In 1977 the idea of applying statistical analysis to American professional sports was popularized with Bill James and the introduction of Sabermetrics. However, professional sports tend to be very conservative and slow to change and you still see articles and comments from players and coaches on how their favored sport can not be boiled down to just data. Baseball began to explore the use of metrics in the 1990’s and early 2000’s and over the last 10 years we have slowly seen the NFL, NBA, HNL, and Professional Soccer Leagues begin to explore the application of data analytics in their own sports. In this project we will apply the tools that we have learned this semester to build a recommender system for NFL play calling.

My interest in this topic is of a personal nature. I have spent 13 of the last 15 years as a high school football coach and spent 3 years as an offensive coordinator and play caller. Currently calling plays in football is based on a mixture of hours of video work, trying to find tendencies and weaknesses in the opponents defense and an intuition of how your opponent will adjust throughout the game. You will also often take the time during the week to script the first 10 to 15 plays to get a feel for how a team will adjust to you. This leads to the production of the massive, although not nearly as large in high school, play calling cards with everything that you think that will work for any given situation. The idea for this recommender is to provide a type of play and a direction to run the play in. For example we would like to indicate that it’s first and 10

Data

For this project we will be using the play by play data for 2013 through 2016 seasons sourced from NFL Savant. The data is contained in a series of 4 csv files broken down by year. Lets load in one of the files and see what we have in the data.

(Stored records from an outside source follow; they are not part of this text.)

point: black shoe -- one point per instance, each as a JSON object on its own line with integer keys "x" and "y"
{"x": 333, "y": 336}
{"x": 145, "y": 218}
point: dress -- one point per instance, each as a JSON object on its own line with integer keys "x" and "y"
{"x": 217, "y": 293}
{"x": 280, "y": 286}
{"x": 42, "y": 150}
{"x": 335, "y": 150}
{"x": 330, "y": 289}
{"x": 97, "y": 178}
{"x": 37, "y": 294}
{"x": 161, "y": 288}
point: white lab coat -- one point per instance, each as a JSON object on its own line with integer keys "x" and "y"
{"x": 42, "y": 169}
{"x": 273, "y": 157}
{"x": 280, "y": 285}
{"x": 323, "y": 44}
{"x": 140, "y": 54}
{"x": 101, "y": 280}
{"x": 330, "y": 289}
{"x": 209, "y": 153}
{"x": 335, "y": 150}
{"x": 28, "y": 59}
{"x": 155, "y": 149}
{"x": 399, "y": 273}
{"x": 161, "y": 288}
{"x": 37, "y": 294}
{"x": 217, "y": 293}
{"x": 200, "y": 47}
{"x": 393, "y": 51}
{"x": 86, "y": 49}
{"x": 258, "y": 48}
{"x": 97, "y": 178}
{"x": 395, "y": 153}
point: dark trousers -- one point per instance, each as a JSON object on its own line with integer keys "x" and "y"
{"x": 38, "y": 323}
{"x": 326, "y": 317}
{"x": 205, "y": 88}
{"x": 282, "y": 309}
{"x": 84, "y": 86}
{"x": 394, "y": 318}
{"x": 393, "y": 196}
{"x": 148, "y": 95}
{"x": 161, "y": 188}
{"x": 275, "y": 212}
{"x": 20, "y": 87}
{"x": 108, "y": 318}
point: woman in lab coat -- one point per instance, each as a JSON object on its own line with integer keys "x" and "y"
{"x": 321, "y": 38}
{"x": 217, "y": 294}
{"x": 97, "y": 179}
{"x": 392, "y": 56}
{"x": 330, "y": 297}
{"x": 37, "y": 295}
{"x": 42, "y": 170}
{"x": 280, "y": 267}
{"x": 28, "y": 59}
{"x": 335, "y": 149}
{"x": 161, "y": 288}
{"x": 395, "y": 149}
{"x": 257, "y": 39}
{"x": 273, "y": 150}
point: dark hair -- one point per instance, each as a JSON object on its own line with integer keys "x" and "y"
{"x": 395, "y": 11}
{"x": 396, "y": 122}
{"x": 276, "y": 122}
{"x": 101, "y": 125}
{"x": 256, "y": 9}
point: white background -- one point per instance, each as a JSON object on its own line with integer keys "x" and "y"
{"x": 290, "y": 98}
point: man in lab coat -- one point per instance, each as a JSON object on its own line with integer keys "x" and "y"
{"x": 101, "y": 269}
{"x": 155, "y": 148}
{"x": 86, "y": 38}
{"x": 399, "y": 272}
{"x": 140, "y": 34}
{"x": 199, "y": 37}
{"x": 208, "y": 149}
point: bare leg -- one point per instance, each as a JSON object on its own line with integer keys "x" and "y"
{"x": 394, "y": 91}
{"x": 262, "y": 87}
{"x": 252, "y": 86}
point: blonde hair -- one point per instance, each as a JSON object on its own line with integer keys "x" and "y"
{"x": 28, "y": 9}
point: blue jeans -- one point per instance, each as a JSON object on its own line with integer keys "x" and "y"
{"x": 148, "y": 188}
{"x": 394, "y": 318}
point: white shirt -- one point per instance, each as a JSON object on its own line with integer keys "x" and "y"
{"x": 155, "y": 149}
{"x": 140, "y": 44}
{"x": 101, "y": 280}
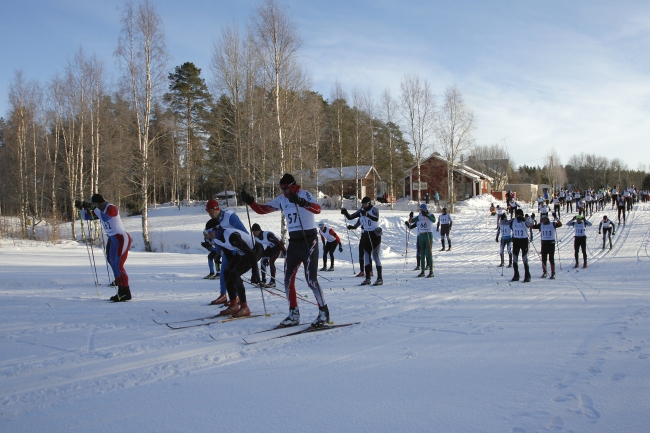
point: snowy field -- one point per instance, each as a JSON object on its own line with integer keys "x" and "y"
{"x": 466, "y": 351}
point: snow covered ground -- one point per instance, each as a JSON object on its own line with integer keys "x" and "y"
{"x": 466, "y": 351}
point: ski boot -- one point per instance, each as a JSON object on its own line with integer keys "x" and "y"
{"x": 233, "y": 307}
{"x": 222, "y": 299}
{"x": 292, "y": 319}
{"x": 123, "y": 294}
{"x": 243, "y": 311}
{"x": 323, "y": 317}
{"x": 516, "y": 276}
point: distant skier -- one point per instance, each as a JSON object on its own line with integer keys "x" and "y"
{"x": 119, "y": 241}
{"x": 505, "y": 230}
{"x": 371, "y": 237}
{"x": 424, "y": 222}
{"x": 330, "y": 241}
{"x": 214, "y": 255}
{"x": 273, "y": 246}
{"x": 608, "y": 229}
{"x": 227, "y": 219}
{"x": 299, "y": 208}
{"x": 243, "y": 254}
{"x": 444, "y": 226}
{"x": 547, "y": 230}
{"x": 579, "y": 225}
{"x": 520, "y": 227}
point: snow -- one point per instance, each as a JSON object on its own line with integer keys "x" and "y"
{"x": 466, "y": 351}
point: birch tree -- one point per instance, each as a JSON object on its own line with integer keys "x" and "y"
{"x": 454, "y": 129}
{"x": 142, "y": 55}
{"x": 418, "y": 111}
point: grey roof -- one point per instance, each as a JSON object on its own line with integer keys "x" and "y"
{"x": 331, "y": 174}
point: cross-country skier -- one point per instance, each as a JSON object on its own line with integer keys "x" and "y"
{"x": 214, "y": 255}
{"x": 608, "y": 229}
{"x": 505, "y": 230}
{"x": 273, "y": 246}
{"x": 243, "y": 254}
{"x": 444, "y": 226}
{"x": 579, "y": 225}
{"x": 330, "y": 240}
{"x": 424, "y": 222}
{"x": 299, "y": 208}
{"x": 119, "y": 241}
{"x": 547, "y": 230}
{"x": 227, "y": 219}
{"x": 621, "y": 206}
{"x": 371, "y": 237}
{"x": 520, "y": 227}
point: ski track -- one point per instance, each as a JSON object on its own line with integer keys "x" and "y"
{"x": 57, "y": 361}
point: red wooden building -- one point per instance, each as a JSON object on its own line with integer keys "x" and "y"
{"x": 434, "y": 171}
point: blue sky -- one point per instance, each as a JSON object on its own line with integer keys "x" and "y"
{"x": 538, "y": 74}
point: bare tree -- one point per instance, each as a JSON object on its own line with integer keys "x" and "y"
{"x": 389, "y": 107}
{"x": 142, "y": 54}
{"x": 418, "y": 111}
{"x": 278, "y": 43}
{"x": 454, "y": 128}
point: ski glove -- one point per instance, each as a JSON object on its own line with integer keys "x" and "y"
{"x": 246, "y": 197}
{"x": 293, "y": 198}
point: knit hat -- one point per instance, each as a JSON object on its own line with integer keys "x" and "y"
{"x": 287, "y": 179}
{"x": 212, "y": 205}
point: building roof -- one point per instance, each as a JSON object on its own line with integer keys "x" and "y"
{"x": 332, "y": 174}
{"x": 461, "y": 169}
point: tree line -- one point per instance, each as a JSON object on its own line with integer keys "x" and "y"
{"x": 159, "y": 134}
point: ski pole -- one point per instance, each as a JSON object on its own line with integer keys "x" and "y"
{"x": 266, "y": 314}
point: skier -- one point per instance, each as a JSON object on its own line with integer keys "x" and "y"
{"x": 519, "y": 226}
{"x": 547, "y": 229}
{"x": 330, "y": 240}
{"x": 243, "y": 254}
{"x": 214, "y": 255}
{"x": 272, "y": 249}
{"x": 119, "y": 241}
{"x": 505, "y": 230}
{"x": 608, "y": 229}
{"x": 371, "y": 237}
{"x": 444, "y": 226}
{"x": 424, "y": 222}
{"x": 620, "y": 204}
{"x": 579, "y": 225}
{"x": 299, "y": 208}
{"x": 227, "y": 219}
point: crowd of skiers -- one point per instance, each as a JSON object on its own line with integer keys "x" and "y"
{"x": 517, "y": 232}
{"x": 234, "y": 251}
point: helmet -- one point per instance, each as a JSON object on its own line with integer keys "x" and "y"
{"x": 212, "y": 205}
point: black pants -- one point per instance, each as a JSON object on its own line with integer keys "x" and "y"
{"x": 302, "y": 251}
{"x": 268, "y": 260}
{"x": 236, "y": 268}
{"x": 578, "y": 243}
{"x": 328, "y": 249}
{"x": 548, "y": 252}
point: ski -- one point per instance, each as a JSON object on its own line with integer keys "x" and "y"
{"x": 229, "y": 319}
{"x": 293, "y": 330}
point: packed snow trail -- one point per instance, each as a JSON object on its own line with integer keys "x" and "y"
{"x": 465, "y": 351}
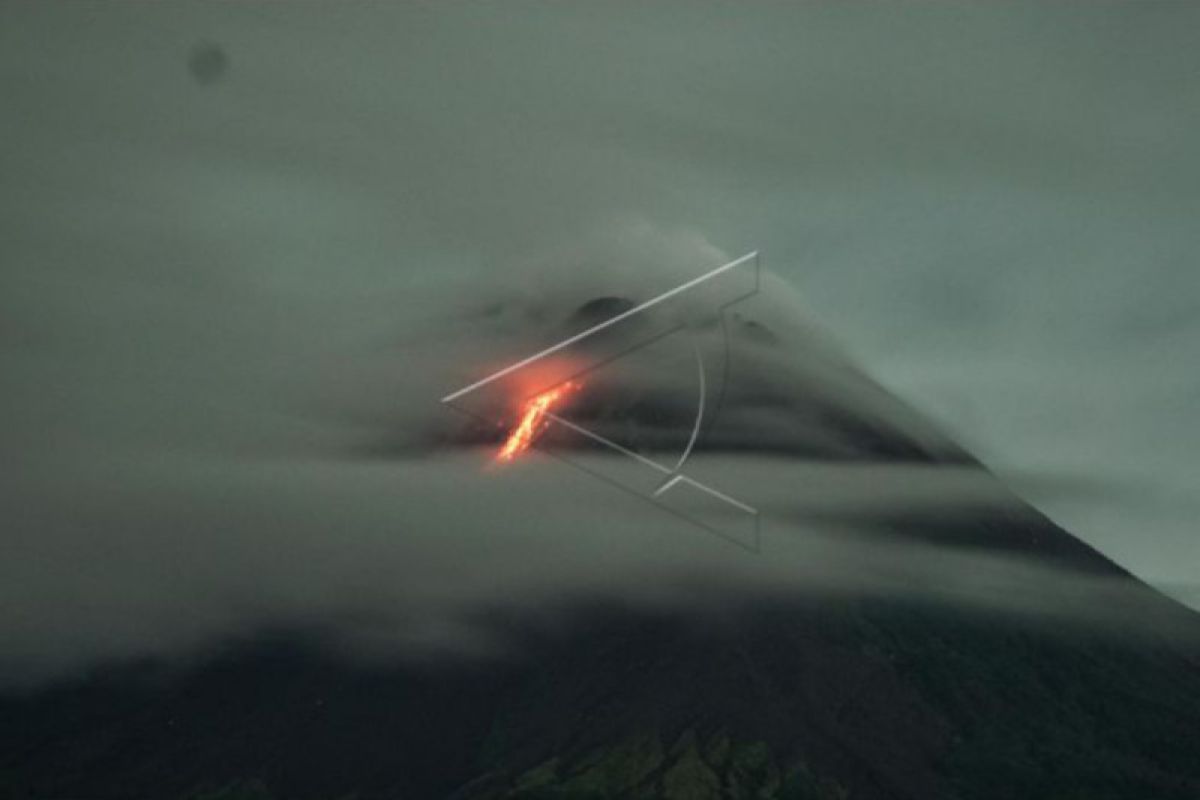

pbp_2016 <- read.csv("../data/nfl/pbp-2016.csv")
head(pbp_2016)

We can see that the play-by-play data contains the following variables which may be of interest in our recommender:

Description of the Recommender System

We can see from the previous section that there are a number of variables in the data set and some of which can be useful to our recommender and some which will not be. Our plan is to take the down and distance information, either with actual distance or broken into short, medium, and long and recommend the play, play type and direction, that results in the most yards. Given that pass plays routinely gain more yards then runs we will recommend the best 3 passes and best 3 runs in that situation. While it would be nice to provide more information about what play to call this is not included in our data and varies on a team-by-team basis. We also will use the past 4 years of data to help provide enough data to avoid cold start issues.

Given that each team is a unique entity, there is no reason to believe that information about what is successful for the New England Patriots will be the same thing that is successful for the Carolina Panthers. Therefore our recommender system will be based on a single team’s play-by-play data. However we will also compute the recommendations for all teams to see if they are informative to the recommender. We will also implement this recommender for a single NFL team and investigate the feasibility of implementing for all teams.

We also recognize that some plays work better in some parts of the field then others so we would like to incorporate the field position into the data. We are concerned that this may make matrix to sparse eve with 4 years data so we will may end up binning distances together into categories like “Red Zone”, inside opponents 20 yard line, or “Backed Up”, inside our own 20. We also plan to look at some of our other variables to see if they may help us to provide a high quality recommendation.

Implementation Plan

To implement this project we will need to implement the following tasks;

  1. Combine the data from the 2013-2016 seasons.
  2. Clean and augment the data to include our “user” variables of down and distance combinations. Our “item” variables will be the play type and play direction.
  3. Play distance will be our metric
  4. Pick a team to be
  5. Use a Spark implementation to perform ALS (best performing method from the semester and can be implemented in spark)
  6. Build our recommender using the prediction matrix for our team, the prediction matrix for all teams, any other interesting variables that we find or create
  7. Evaluate the recommendation system.